Copy-editing Drama
I’ve heard it said that success is in the details, in those small decisions, those unsexy bits of minutiae and countless day-to-day choices — or, in the case of a writer, in the thousands of page-to-page decisions made in every story or every chapter of a book. And in details such as copy-editing and proofreading.
Judging from the complaints on Amazon and “blastings” of ebooks that have the audacity to appear in public with errors, be they spelling, punctuation, typos or formatting, I’m not alone in my belief in the importance of details. Oddly, though I’m an editor and publisher, I’m a whole lot more tolerant of some errors than are our Amazon reviewers, possibly because I know that typos hide from even the best proofreading system. I can be quite unfazed by errors in a book. I mentally correct them as I go and forget ’em.
But not so much when it comes to colons and semi-colons.
That’s a significant detail: the choice between colons and semi-colons.

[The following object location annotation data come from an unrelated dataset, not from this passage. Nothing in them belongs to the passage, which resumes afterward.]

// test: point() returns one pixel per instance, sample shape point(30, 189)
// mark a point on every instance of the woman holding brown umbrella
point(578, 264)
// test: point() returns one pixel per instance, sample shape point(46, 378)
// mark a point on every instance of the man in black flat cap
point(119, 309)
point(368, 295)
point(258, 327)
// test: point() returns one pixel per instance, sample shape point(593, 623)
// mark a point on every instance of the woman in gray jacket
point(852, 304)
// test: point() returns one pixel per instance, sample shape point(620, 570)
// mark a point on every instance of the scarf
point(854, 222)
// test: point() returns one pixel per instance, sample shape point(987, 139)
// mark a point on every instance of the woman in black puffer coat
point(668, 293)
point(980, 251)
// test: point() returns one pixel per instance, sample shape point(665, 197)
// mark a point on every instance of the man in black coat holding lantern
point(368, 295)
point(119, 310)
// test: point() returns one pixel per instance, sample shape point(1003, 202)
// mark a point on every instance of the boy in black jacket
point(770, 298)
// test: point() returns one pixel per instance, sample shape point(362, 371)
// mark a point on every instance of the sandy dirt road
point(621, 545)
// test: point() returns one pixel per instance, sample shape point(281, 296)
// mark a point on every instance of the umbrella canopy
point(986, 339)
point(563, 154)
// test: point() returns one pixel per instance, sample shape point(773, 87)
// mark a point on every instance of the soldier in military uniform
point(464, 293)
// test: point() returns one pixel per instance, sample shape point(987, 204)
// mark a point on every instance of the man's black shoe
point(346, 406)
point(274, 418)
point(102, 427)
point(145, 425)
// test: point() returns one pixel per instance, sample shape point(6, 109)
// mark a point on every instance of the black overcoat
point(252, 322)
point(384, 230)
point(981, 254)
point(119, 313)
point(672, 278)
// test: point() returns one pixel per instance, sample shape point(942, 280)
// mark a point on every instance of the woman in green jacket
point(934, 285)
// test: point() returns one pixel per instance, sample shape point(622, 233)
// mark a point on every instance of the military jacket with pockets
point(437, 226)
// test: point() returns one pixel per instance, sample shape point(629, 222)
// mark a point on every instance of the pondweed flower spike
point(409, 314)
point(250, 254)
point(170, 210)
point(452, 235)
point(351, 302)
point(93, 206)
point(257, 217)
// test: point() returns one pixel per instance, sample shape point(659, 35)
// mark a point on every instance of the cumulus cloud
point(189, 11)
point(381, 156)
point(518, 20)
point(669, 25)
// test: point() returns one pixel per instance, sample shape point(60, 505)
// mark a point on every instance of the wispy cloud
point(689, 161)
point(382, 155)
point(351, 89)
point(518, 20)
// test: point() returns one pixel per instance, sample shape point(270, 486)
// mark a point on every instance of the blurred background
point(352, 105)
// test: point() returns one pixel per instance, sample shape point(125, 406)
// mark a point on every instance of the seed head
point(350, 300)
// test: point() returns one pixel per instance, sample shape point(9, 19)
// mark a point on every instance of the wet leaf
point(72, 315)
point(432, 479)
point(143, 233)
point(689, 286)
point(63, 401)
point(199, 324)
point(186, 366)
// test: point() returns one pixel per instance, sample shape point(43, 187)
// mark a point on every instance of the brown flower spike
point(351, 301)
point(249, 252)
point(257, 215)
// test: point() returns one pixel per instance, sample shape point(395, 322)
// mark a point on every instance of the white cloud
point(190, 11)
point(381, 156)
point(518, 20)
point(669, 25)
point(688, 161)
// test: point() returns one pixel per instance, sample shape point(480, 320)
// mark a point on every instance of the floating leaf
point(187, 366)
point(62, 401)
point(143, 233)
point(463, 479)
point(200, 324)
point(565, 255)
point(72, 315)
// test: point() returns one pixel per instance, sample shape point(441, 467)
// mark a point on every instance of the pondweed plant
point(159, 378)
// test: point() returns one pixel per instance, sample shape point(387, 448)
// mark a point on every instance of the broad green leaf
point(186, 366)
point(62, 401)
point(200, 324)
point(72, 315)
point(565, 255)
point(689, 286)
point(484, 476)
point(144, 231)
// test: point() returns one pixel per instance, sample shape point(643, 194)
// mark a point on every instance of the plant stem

You see, as I’m reading along, a colon raises my expectations. Here, it says, comes something interesting, good, or in some way important. Hold onto your sox. This is what I’ve been talking about, and here it comes: the payoff.
But then there’s no payoff. the colon wasn’t supposed to be there. Maybe there was no punctuation necessary at all. And ah! The waste of the drama of the colon! And the letdown.
Conversely, I recently ran across semi-colons used in place of colons. The colon was the cadence intended. The semi-colon sat there instead, and as any reader would, I cruised on by it; therefore, you can imagine my surprise when I came upon the Aha! moment buried in the sentence.
Would other readers miss that moment, I wondered. Would they just zip on by and a few paragraphs later stop, perplexed, lost?
Punctuation is all about details, using those odd little marks to clue the reader in on pace, intention, meaning and correlations. And lots more. In fact, both semi-colons and colons can do more than I’ve talked about here, lots more. They are powerful little dots.
The magic, I think, of all punctuation is that whether readers know the rules or not, whether they know the colon’s job or not, they respond to those marks on the page.